We have reported in past articles how the government’s loan modification plan was ill conceived and would not help struggling homeowners and in fact would prolong the housing crisis, and this has born out. While there is plenty of blame to go around, there is a new threat on the horizon that may shake-up the SW Florida real estate market and change the landscape of transactions.
Because of the volume of foreclosures nationwide, banks have hired outside firms sometimes regarded as foreclosure factories to handle and process the foreclosure. The problem is that these firms must certify and investigate certain facts before presenting to the court a notarized package that the person investigating has read all the documents and certified the package is true and correct.
Through recent testimony, it has been revealed that a few of the large banks have one person signing thousands of documents, making it unlikely this person has personally reviewed each case. In another case the vice president of one bank is also the vice president of another large bank, and is the person notarizing the attorney-in-fact’s signature. This is suspect and unlikely true, which gives further credence that this person is rubber stamping notary signings for various banks, which could invalidate all those foreclosures.
Three major lenders (J.P. Morgan Chase, Allied Financial Inc. (GMAC,) and Bank of America have halted foreclosures in 23 states because of this. There is a potential to postpone many foreclosures both here and nationwide, which could stall a real estate recovery. The talk of the industry is, would this make banks more likely to consider short sales? The answer is that would make too much sense, but it would speed things up and limit bank’s liability in this foreclosure document crisis.
FNMA has not been affected, and this document crisis will not halt all foreclosures, but it will shake things up for awhile. What’s going to be interesting is how the failure of the banks to properly certify their properties for foreclosure will affect title. A few title companies have already suspended issuing title policies on foreclosures of certain banks until they can determine the foreclosure was in fact legal. The interesting question would be what happens to previously sold properties that could come into question?
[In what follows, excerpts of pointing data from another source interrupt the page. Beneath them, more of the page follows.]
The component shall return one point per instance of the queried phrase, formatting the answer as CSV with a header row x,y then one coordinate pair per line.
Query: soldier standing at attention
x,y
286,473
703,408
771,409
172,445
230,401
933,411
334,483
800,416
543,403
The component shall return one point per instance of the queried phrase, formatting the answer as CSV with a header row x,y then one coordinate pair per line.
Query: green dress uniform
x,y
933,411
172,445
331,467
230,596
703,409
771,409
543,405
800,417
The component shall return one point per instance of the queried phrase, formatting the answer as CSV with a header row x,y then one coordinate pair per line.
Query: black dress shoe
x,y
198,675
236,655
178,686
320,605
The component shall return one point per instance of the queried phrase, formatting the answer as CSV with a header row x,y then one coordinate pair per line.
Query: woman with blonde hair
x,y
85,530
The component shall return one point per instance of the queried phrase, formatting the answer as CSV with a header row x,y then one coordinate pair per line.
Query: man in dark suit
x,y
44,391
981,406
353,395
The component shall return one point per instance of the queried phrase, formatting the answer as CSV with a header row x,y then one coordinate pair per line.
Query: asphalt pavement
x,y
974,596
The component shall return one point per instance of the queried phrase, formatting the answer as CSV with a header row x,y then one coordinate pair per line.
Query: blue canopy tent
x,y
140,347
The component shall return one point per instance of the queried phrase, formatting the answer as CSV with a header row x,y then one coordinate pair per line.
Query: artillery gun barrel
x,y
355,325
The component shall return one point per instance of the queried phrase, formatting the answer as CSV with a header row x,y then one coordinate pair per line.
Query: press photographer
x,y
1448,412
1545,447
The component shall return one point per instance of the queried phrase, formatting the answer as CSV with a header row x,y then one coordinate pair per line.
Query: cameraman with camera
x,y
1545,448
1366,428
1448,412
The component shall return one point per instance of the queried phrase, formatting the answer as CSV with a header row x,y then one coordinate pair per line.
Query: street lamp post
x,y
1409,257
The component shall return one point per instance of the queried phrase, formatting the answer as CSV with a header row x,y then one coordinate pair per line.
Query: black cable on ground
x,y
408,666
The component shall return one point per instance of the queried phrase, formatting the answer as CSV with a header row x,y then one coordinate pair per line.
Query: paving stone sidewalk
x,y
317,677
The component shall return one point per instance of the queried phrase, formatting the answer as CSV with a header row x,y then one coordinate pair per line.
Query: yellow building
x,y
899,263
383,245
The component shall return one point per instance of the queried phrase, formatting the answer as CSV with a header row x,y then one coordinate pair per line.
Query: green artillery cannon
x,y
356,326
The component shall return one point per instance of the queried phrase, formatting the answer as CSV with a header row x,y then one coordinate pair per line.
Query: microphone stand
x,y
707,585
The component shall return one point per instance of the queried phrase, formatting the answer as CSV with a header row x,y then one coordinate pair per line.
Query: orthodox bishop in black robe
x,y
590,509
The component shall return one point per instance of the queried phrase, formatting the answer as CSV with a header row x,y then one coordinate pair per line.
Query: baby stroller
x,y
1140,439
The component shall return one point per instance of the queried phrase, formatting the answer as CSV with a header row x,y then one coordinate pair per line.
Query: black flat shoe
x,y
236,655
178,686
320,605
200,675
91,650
This all sounds like a legal mess, and it probably is. It is uncertain what all this means, but we do know it could have a profound impact on available inventory, and possible further effects on past sold bank foreclosure properties. The implications are far reaching and beyond the scope of anyone’s expertise I know of to accurately predict how this will play out. Our guess is it will just delay foreclosures in our area, which will prolong the market recovery. Sales transaction could decline further unless banks step up and approve more short sales.